Kepemimpinan dalam konteks Isra Mi’raj ini berkarakter: satu, perjuangan (tantangan). Dua, pembersihan (pensucian dada). Tiga, kemampuan mendeteksi dan memilih yang baik dari yang buruk (susu vs khamar). Empat, terbangun dengan “mendirikan shalat”, karena shalat adalah tiang agama, mi’rajul mukmin, dan pintu kemenangan.

Beberapa hari lagi ke depan bangsa Indonesia akan menentukan pemimpinnya untuk lima tahun ke depan. Tentu semua proses yang terjadi dalam perjalanan Isra Mi’raj harus menjadi pertimbangan dalam menentukan pilihan.

Di antara hal yang menjadi pertimbangan adalah calon yang paling tertantang dan tegar menghadapi tantangan itu. Tidak cengeng atau emosian. Tidak juga menggunakan cara-cara nepotis memuluskan jalan.

Calon yang paling dekat kepada karakter tazkiyah (menjaga kesucian hati). Bukan yang manipulatif tanpa mengindahkan etika dan aturan. Calon yang punya keberanian untuk memilih yang baik dan menolak yang buruk. Bukan memilih cara-cara kotor dengan menghalalkan segala cara.
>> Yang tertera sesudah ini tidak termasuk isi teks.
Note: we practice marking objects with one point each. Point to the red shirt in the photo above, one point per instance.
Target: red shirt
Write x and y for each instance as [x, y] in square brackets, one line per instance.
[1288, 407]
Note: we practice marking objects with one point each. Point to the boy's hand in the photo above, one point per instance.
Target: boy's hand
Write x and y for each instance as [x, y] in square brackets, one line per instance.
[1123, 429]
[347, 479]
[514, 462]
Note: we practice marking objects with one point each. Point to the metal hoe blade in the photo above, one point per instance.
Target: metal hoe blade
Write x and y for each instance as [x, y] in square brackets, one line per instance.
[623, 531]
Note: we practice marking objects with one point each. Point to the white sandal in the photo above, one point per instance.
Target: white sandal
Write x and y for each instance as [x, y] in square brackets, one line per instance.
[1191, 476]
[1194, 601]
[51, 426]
Dan tentunya di atas semua itu adalah calon yang kira-kira paling terjaga shalatnya. Bukan yang tidak peduli shalat atau memang tidak shalat.

Para calon di Pilpres kali ini jelas di hadapan mata. Tinggal diperlukan kemampuan rasionalitas (menimbang-nimbang) dengan kejujuran. Yang jadi masalah adalah ketika akal sehat dan kewarasan mengalami gangguan fatal… wal iyaadzu billah!